What the Second Film Is For
The Hamdulay who made The Heart Is a Muscle was working through his own inherited history — a film about generational trauma and the specific cost of forgiveness in a community shaped by apartheid’s spatial violence. It was personal in the specific way that debut features often are: the filmmaker discovering the formal language they need by making the film that most urgently required making.
Pieces moves from that inheritance to something different in its emotional register. Where The Heart Is a Muscle was about what is passed between fathers and sons — violence, responsibility, the weight of a history you did not choose — Pieces is about what is left when the father is gone. Grief, adolescence, and belonging on the Cape Flats: the same landscape, a different wound. The choice to return to the Cape Flats immediately suggests a filmmaker who is not treating his debut’s setting as a location but as a subject — a place that contains more than one story, more than one kind of loss, more than one answer to the question of what it means to grow up in the specific conditions that apartheid created and that post-apartheid policy has incompletely addressed.

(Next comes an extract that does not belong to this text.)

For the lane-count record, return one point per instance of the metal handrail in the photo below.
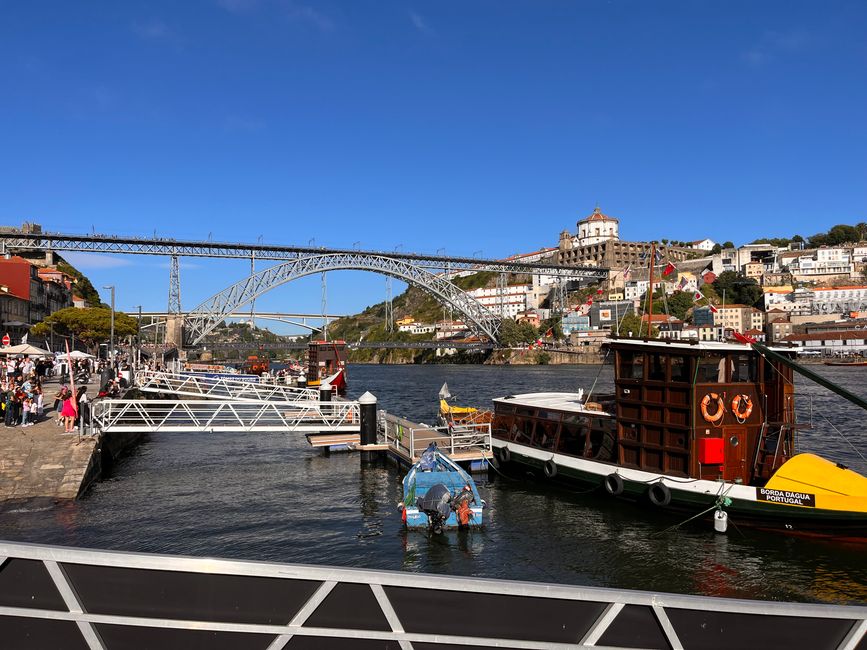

The NFVF Micro-Budget Slate
The National Film and Video Foundation’s micro-budget slate is South Africa’s primary institutional mechanism for supporting debut and early-career filmmakers. R6 million is a modest budget — significantly less than the kind of production scale that international co-production enables — but it is the appropriate scale for a film that, by its subject matter and formal ambition, belongs in the tradition of intimate, location-specific South African drama that the NFVF micro-budget slate was designed to support.
The NFVF’s decision to back Hamdulay’s second film with a micro-budget slate commitment before the international recognition of The Heart Is a Muscle had fully settled says something about the NFVF’s capacity to identify South African filmmaking talent early. Or it says that the Berlinale prize and the Oscar submission accelerated a conversation that was already underway. Either way, the commitment is the signal: South Africa’s national film body is invested in what Hamdulay does next.
Filming begins September 2026. RollCallAfrica will be on set.
Pieces (in development) · Dir./Writer: Imran Hamdulay · South Africa · Cape Flats · English/Afrikaans · Production: Diepeveen · Funded by: NFVF micro-budget slate (R6 million) · Filming: September 2026.
— Lerato Dlamini. RollCallAfrica, Johannesburg. 17 May 2026.